The remaining 20% of people are still “on the fence,” and Public Health is making an extra effort to debunk false information and make vaccines accessible to that population, Ansorg said.
“We just want to encourage everyone to help us and be our partner. Encourage your family, your friends, your loved ones to get vaccinated,” Public Health Director Van Do-Reynoso said. “I think it’s going to take all of us to be encouragers, to be available to answer questions.”
As of Thursday, 27.5% of Santa Barbara County’s population was fully vaccinated, according to the county’s Community Data Dashboard. Altogether, 42% of county residents have received at least one dose of the vaccine, according to Do-Reynoso.

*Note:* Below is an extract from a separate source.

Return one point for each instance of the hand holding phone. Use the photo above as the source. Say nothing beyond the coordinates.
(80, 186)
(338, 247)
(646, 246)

The county has administered a little more than 84% of the vaccine doses that Public Health has received, and the remaining percentage has been committed toward upcoming appointments, Do-Reynoso said.
Public Health will be offering two community vaccination clinics next week, on Tuesday in Santa Barbara and Wednesday in Santa Maria. No appointments will be necessary for the clinics, and walk-ups will be accepted, Do-Reynoso said.
However, residents can still schedule an appointment for the clinics using MyTurn or by calling 2-1-1 and selecting option four, she added.
Public Health vaccinated more than 1,000 people in the first four days that the new mobile vaccination clinics were utilized, Do-Reynoso said. Each mobile clinic can provide 50 to 300 Moderna shots at workplaces, housing facilities, places of worship, warehouses and community organizations, according to Do-Reynoso.
Each mobile vaccination team has bilingual staff, and the clinics can travel throughout the county, Do-Reynoso said.
A mobile clinic will be headed to the UC Santa Barbara area next week or the week following in order to vaccinate the UCSB community, Do-Reynoso said.
Public Health officials on Friday reported 23 new cases of COVID-19 and one additional death.
The individual who died was between ages 50 and 69 and had underlying health conditions. The death was not associated with a congregate care site, and the individual’s area of residence was pending, according to Public Health.
The county’s cumulative COVID-19 death toll rose to 448.
There have been 245 cases reported in the county during the past week, averaging 35 new cases per day.
Of the new cases reported Friday, six were from the Montecito-Summerland-Carpinteria area. Isla Vista and Santa Barbara each reported five new cases, the Santa Maria Valley tallied three, the Lompoc Valley logged two and the Goleta Valley reported one.
One case was still pending geographic location, and there have been 34,017 confirmed cases in the county since the pandemic began.